This weeks Designer Spotlight focuses on Karl Sims,
an artist and software developer based in Massachusetts.
Tell us a little bit about yourself: Who are you? Where are you located?
I’m a digital media artist and visual effects software developer in Cambridge, Massachusetts.
What’s the story behind your designs?
I’ve been developing software to explore interactive effects, visualize mathematics, and experiment with image processing. I recently modified this to also allow the generation of 3D shapes, so I can enter a mathematical description or a short program and it will output an object file which can then be 3D printed. (Arbitrary density and color functions of xyz coordinates are converted into a mesh of polygons.) This is an unusual way of designing 3D models because no CAD modeling system is involved, just software and equations, but it has been very efficient for creating certain new types of models.
What inspires you?
I’m inspired by biological and mathematical patterns and processes.

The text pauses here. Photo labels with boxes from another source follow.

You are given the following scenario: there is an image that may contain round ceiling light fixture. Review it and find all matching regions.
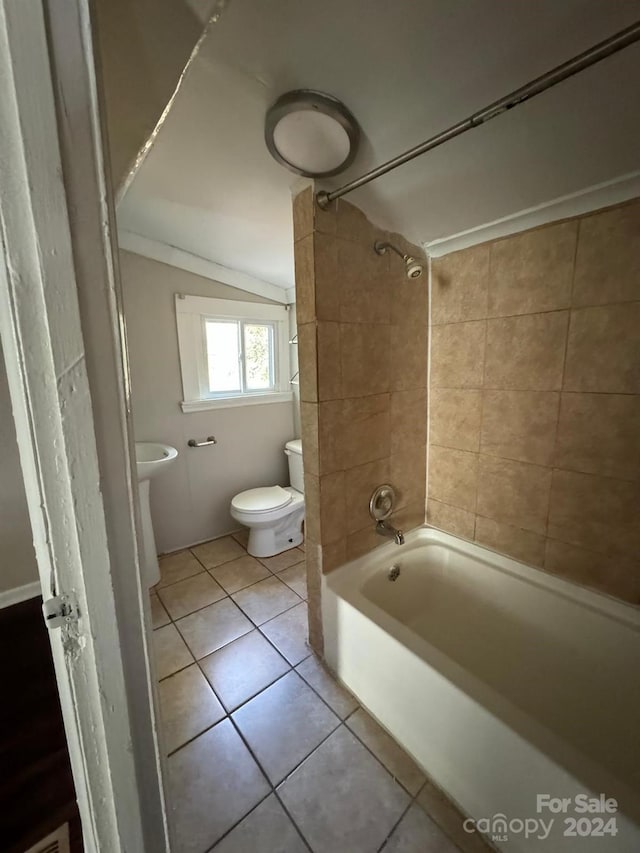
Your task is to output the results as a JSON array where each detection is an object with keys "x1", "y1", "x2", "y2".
[{"x1": 264, "y1": 89, "x2": 360, "y2": 178}]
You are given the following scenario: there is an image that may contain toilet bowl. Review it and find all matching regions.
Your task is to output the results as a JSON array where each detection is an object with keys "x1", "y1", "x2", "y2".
[{"x1": 230, "y1": 439, "x2": 304, "y2": 557}]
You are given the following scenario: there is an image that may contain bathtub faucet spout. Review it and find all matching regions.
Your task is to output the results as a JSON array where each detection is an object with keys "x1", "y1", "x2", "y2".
[{"x1": 376, "y1": 521, "x2": 404, "y2": 545}]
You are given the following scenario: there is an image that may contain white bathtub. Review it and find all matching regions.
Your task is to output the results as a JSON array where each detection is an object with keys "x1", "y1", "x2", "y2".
[{"x1": 322, "y1": 527, "x2": 640, "y2": 853}]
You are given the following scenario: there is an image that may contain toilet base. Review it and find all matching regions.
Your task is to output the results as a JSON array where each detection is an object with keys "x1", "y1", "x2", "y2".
[{"x1": 247, "y1": 519, "x2": 303, "y2": 557}]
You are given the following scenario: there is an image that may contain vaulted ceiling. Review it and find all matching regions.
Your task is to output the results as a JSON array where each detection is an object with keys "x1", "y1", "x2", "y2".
[{"x1": 118, "y1": 0, "x2": 640, "y2": 287}]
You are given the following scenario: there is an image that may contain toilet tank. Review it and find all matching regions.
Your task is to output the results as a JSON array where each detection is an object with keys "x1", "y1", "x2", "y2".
[{"x1": 284, "y1": 438, "x2": 304, "y2": 493}]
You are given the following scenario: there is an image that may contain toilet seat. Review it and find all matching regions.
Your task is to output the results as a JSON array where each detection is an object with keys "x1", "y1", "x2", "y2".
[{"x1": 231, "y1": 486, "x2": 293, "y2": 515}]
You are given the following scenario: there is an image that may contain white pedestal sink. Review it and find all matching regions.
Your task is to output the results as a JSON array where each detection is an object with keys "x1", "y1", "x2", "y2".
[{"x1": 136, "y1": 441, "x2": 178, "y2": 586}]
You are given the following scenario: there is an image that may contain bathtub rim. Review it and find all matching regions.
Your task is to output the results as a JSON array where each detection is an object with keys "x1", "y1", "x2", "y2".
[
  {"x1": 323, "y1": 524, "x2": 640, "y2": 632},
  {"x1": 322, "y1": 525, "x2": 640, "y2": 826}
]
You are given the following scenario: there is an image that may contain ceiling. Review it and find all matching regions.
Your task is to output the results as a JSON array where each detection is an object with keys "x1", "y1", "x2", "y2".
[{"x1": 118, "y1": 0, "x2": 640, "y2": 287}]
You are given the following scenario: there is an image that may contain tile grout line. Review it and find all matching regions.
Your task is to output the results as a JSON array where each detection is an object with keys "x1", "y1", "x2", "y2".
[{"x1": 156, "y1": 536, "x2": 456, "y2": 850}]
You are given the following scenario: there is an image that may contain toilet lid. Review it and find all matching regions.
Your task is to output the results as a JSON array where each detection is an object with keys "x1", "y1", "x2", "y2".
[{"x1": 231, "y1": 486, "x2": 293, "y2": 512}]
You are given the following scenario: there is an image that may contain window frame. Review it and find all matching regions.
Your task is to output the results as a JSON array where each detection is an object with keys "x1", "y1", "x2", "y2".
[{"x1": 175, "y1": 293, "x2": 293, "y2": 412}]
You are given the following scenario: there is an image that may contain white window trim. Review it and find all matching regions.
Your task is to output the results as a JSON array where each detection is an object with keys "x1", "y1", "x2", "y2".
[{"x1": 175, "y1": 293, "x2": 293, "y2": 414}]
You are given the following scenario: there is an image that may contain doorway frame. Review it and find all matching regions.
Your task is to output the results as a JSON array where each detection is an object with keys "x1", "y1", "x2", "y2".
[{"x1": 0, "y1": 0, "x2": 169, "y2": 853}]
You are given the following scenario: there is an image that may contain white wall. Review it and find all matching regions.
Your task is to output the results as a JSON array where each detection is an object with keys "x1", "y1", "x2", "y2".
[
  {"x1": 120, "y1": 251, "x2": 295, "y2": 553},
  {"x1": 0, "y1": 346, "x2": 38, "y2": 595}
]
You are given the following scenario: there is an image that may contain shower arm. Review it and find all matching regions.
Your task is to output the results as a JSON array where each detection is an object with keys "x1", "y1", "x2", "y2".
[
  {"x1": 316, "y1": 21, "x2": 640, "y2": 210},
  {"x1": 373, "y1": 240, "x2": 413, "y2": 262}
]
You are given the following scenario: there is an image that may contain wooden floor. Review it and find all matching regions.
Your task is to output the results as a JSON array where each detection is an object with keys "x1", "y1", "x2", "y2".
[{"x1": 0, "y1": 598, "x2": 83, "y2": 853}]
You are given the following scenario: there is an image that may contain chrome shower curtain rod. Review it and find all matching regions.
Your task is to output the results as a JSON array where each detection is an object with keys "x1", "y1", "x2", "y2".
[{"x1": 316, "y1": 21, "x2": 640, "y2": 210}]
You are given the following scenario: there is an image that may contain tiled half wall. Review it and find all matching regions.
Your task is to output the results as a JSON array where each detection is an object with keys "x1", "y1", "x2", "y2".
[
  {"x1": 294, "y1": 188, "x2": 428, "y2": 648},
  {"x1": 427, "y1": 200, "x2": 640, "y2": 603}
]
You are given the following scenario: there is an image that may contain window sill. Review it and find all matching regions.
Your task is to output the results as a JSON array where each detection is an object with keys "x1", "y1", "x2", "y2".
[{"x1": 180, "y1": 391, "x2": 293, "y2": 415}]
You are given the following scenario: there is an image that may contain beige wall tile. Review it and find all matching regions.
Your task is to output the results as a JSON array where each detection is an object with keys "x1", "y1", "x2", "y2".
[
  {"x1": 544, "y1": 539, "x2": 640, "y2": 604},
  {"x1": 391, "y1": 388, "x2": 427, "y2": 453},
  {"x1": 480, "y1": 391, "x2": 560, "y2": 465},
  {"x1": 389, "y1": 324, "x2": 429, "y2": 391},
  {"x1": 549, "y1": 470, "x2": 640, "y2": 557},
  {"x1": 298, "y1": 323, "x2": 318, "y2": 403},
  {"x1": 429, "y1": 445, "x2": 478, "y2": 512},
  {"x1": 293, "y1": 234, "x2": 316, "y2": 324},
  {"x1": 345, "y1": 459, "x2": 390, "y2": 533},
  {"x1": 488, "y1": 220, "x2": 578, "y2": 317},
  {"x1": 318, "y1": 400, "x2": 343, "y2": 474},
  {"x1": 475, "y1": 515, "x2": 545, "y2": 566},
  {"x1": 390, "y1": 445, "x2": 427, "y2": 508},
  {"x1": 484, "y1": 311, "x2": 569, "y2": 391},
  {"x1": 300, "y1": 402, "x2": 320, "y2": 475},
  {"x1": 347, "y1": 521, "x2": 385, "y2": 560},
  {"x1": 318, "y1": 322, "x2": 342, "y2": 400},
  {"x1": 573, "y1": 200, "x2": 640, "y2": 305},
  {"x1": 429, "y1": 388, "x2": 482, "y2": 451},
  {"x1": 305, "y1": 537, "x2": 324, "y2": 655},
  {"x1": 387, "y1": 270, "x2": 429, "y2": 330},
  {"x1": 293, "y1": 187, "x2": 315, "y2": 242},
  {"x1": 340, "y1": 323, "x2": 390, "y2": 397},
  {"x1": 431, "y1": 320, "x2": 486, "y2": 388},
  {"x1": 337, "y1": 240, "x2": 394, "y2": 323},
  {"x1": 313, "y1": 233, "x2": 343, "y2": 321},
  {"x1": 431, "y1": 243, "x2": 489, "y2": 325},
  {"x1": 320, "y1": 471, "x2": 347, "y2": 545},
  {"x1": 340, "y1": 394, "x2": 391, "y2": 468},
  {"x1": 477, "y1": 454, "x2": 551, "y2": 534},
  {"x1": 313, "y1": 191, "x2": 338, "y2": 235},
  {"x1": 322, "y1": 538, "x2": 347, "y2": 582},
  {"x1": 304, "y1": 469, "x2": 321, "y2": 542},
  {"x1": 336, "y1": 198, "x2": 378, "y2": 251},
  {"x1": 391, "y1": 498, "x2": 425, "y2": 533},
  {"x1": 554, "y1": 393, "x2": 640, "y2": 480},
  {"x1": 564, "y1": 302, "x2": 640, "y2": 394},
  {"x1": 427, "y1": 497, "x2": 476, "y2": 539}
]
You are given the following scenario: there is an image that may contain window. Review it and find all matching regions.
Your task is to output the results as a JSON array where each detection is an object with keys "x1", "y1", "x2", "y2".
[{"x1": 176, "y1": 294, "x2": 291, "y2": 412}]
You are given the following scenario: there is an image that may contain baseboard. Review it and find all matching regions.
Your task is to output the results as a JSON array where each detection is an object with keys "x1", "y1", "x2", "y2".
[{"x1": 0, "y1": 581, "x2": 42, "y2": 610}]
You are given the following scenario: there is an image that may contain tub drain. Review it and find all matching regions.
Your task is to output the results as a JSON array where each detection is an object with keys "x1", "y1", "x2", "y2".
[{"x1": 388, "y1": 566, "x2": 400, "y2": 581}]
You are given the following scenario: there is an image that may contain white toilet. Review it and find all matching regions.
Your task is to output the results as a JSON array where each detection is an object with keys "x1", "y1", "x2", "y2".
[{"x1": 230, "y1": 438, "x2": 304, "y2": 557}]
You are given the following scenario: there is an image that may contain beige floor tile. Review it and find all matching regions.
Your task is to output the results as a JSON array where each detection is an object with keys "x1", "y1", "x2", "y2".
[
  {"x1": 209, "y1": 554, "x2": 271, "y2": 593},
  {"x1": 149, "y1": 592, "x2": 171, "y2": 630},
  {"x1": 231, "y1": 575, "x2": 300, "y2": 625},
  {"x1": 231, "y1": 527, "x2": 249, "y2": 548},
  {"x1": 168, "y1": 720, "x2": 269, "y2": 853},
  {"x1": 260, "y1": 548, "x2": 304, "y2": 572},
  {"x1": 347, "y1": 708, "x2": 426, "y2": 796},
  {"x1": 278, "y1": 563, "x2": 307, "y2": 601},
  {"x1": 383, "y1": 803, "x2": 460, "y2": 853},
  {"x1": 156, "y1": 551, "x2": 204, "y2": 589},
  {"x1": 296, "y1": 655, "x2": 358, "y2": 720},
  {"x1": 158, "y1": 664, "x2": 226, "y2": 753},
  {"x1": 200, "y1": 631, "x2": 290, "y2": 711},
  {"x1": 278, "y1": 726, "x2": 410, "y2": 853},
  {"x1": 260, "y1": 603, "x2": 311, "y2": 666},
  {"x1": 158, "y1": 572, "x2": 226, "y2": 621},
  {"x1": 153, "y1": 625, "x2": 193, "y2": 678},
  {"x1": 176, "y1": 598, "x2": 253, "y2": 660},
  {"x1": 191, "y1": 536, "x2": 246, "y2": 569},
  {"x1": 215, "y1": 794, "x2": 308, "y2": 853},
  {"x1": 233, "y1": 672, "x2": 340, "y2": 785},
  {"x1": 416, "y1": 782, "x2": 492, "y2": 853}
]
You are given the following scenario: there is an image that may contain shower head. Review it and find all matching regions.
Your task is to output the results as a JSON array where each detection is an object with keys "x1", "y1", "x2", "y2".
[{"x1": 373, "y1": 240, "x2": 422, "y2": 278}]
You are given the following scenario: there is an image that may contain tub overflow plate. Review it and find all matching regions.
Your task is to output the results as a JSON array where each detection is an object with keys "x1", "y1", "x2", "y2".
[{"x1": 369, "y1": 483, "x2": 396, "y2": 521}]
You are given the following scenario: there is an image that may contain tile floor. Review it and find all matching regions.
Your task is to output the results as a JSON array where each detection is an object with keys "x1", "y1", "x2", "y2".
[{"x1": 151, "y1": 533, "x2": 488, "y2": 853}]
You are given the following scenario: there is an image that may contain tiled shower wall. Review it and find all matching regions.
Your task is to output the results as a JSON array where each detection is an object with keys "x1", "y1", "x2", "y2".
[
  {"x1": 294, "y1": 188, "x2": 428, "y2": 648},
  {"x1": 428, "y1": 200, "x2": 640, "y2": 603}
]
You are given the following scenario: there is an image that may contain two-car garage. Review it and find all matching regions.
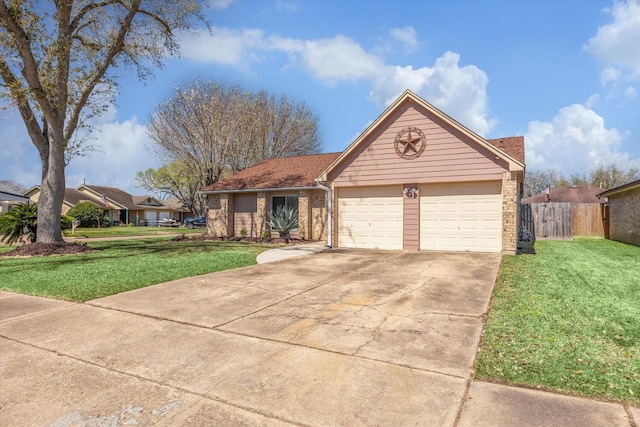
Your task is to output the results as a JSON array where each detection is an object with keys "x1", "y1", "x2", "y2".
[{"x1": 337, "y1": 181, "x2": 502, "y2": 252}]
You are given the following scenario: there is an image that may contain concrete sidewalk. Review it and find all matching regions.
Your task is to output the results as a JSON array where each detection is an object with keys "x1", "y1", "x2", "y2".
[{"x1": 0, "y1": 249, "x2": 640, "y2": 427}]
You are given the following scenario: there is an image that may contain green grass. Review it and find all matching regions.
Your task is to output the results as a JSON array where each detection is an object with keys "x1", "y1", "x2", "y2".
[
  {"x1": 62, "y1": 227, "x2": 206, "y2": 237},
  {"x1": 0, "y1": 237, "x2": 274, "y2": 301},
  {"x1": 476, "y1": 239, "x2": 640, "y2": 404}
]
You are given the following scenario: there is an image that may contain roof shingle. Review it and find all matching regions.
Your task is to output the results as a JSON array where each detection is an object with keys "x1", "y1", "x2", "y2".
[
  {"x1": 202, "y1": 153, "x2": 341, "y2": 192},
  {"x1": 487, "y1": 136, "x2": 524, "y2": 164}
]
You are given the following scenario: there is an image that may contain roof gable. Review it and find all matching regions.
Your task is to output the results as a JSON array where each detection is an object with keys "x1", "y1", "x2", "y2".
[
  {"x1": 202, "y1": 153, "x2": 340, "y2": 193},
  {"x1": 319, "y1": 90, "x2": 524, "y2": 181}
]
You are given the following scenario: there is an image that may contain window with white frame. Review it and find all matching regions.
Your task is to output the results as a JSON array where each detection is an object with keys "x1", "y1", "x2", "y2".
[{"x1": 271, "y1": 196, "x2": 298, "y2": 229}]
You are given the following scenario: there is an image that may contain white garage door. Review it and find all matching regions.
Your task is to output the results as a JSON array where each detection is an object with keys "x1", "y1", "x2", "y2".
[
  {"x1": 338, "y1": 186, "x2": 402, "y2": 249},
  {"x1": 420, "y1": 181, "x2": 502, "y2": 252}
]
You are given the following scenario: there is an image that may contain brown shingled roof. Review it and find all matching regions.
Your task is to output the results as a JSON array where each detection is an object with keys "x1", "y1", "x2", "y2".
[
  {"x1": 202, "y1": 153, "x2": 340, "y2": 192},
  {"x1": 522, "y1": 185, "x2": 604, "y2": 203},
  {"x1": 487, "y1": 136, "x2": 524, "y2": 164}
]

I enjoy creating things that have an organic feel to them, even though they’re made by digital simulation. In the “Mosaic Egg” series I explored icosahedral symmetry and spherical cellular patterns. The bracelets incorporated various sinusoid, helix, and Voronoi shapes. I’ve also been experimenting with fractals and reaction-diffusion systems.
What brought you to 3D printing with Shapeways?
Shapeways makes experimenting easy because I don’t need to deal with owning or managing my own printers, and it makes distribution easy because I don’t need to deal with orders or shipping.
Who are your favorite designers or artists? Who in the Shapeways community has served as an inspiration to you?
I’d have to say Bathsheba because she’s done a great job making models with mathematical beauty, some of which even have a practical use. The Strandbeests also seem like good fun.
If you weren’t limited by current technologies, what would you want to make using 3D printing?
Giant sculptures, play structures, and even houses!